I am very conscious that in terms of ICT projects, we do not have a re-enactment of the 'Incis' computer debacle.
That is why yesterday I announced a pilot project for a new student management system, which will improve school administration and enable the sharing of student information and records between schools and agencies.
This pilot involves funding schools to change to Integris - the only accredited student management system - to help teachers and schools in administration and management.
Use of the system will free up teachers to get on with the important job of teaching. It will also led to better quality of teaching as a result of the improvements in the storage and handling of student information.
Having integrated administrative, management and classroom functions in the same accredited system will improve access to information within the school - such as student assessment information. It will also smooth the communication with other schools, the Ministry of Education and the New Zealand Qualifications Authority.
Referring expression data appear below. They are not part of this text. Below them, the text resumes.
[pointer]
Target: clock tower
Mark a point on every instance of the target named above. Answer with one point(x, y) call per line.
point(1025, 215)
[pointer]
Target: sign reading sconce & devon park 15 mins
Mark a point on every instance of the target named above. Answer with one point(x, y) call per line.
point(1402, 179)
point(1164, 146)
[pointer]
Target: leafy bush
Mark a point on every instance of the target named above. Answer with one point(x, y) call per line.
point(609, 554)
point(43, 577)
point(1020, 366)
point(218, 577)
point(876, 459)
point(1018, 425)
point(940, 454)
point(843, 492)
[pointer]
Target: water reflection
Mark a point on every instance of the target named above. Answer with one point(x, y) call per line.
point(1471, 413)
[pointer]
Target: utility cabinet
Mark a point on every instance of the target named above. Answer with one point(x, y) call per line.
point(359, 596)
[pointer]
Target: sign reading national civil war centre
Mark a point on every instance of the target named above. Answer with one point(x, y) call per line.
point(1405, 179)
We are committing $1.2 million to run this pilot using Integris in Term 4 of this year and Term 1 and 2 next year. About 150 schools are expected to take part, with the government funding the software and training costs of changing to the Integris system.
From the pilot we will learn more about the impact on schools of the student management system, and we will be able to iron out any glitches that may occur, before going to full roll-out.
The end of any conference is a time for reflection on what has been achieved and to think about the future and how we can make this a worthwhile one for all our learners. Turning this reflection in action is the next challenge.
Most of the Navcon2k4 workshops have been given by New Zealand teachers - sharing their ideas, their enthusiasm and passion for what they are doing, which augurs well for this future.
By attending this conference you have shown real commitment to your own professional development, and through that the achievement of your students. I would like to thank and congratulate you for that commitment.
I look forward to working with you to further develop the strengths of ICT into our classroom teaching and learning so all our students have the opportunity to achieve to the best of their ability.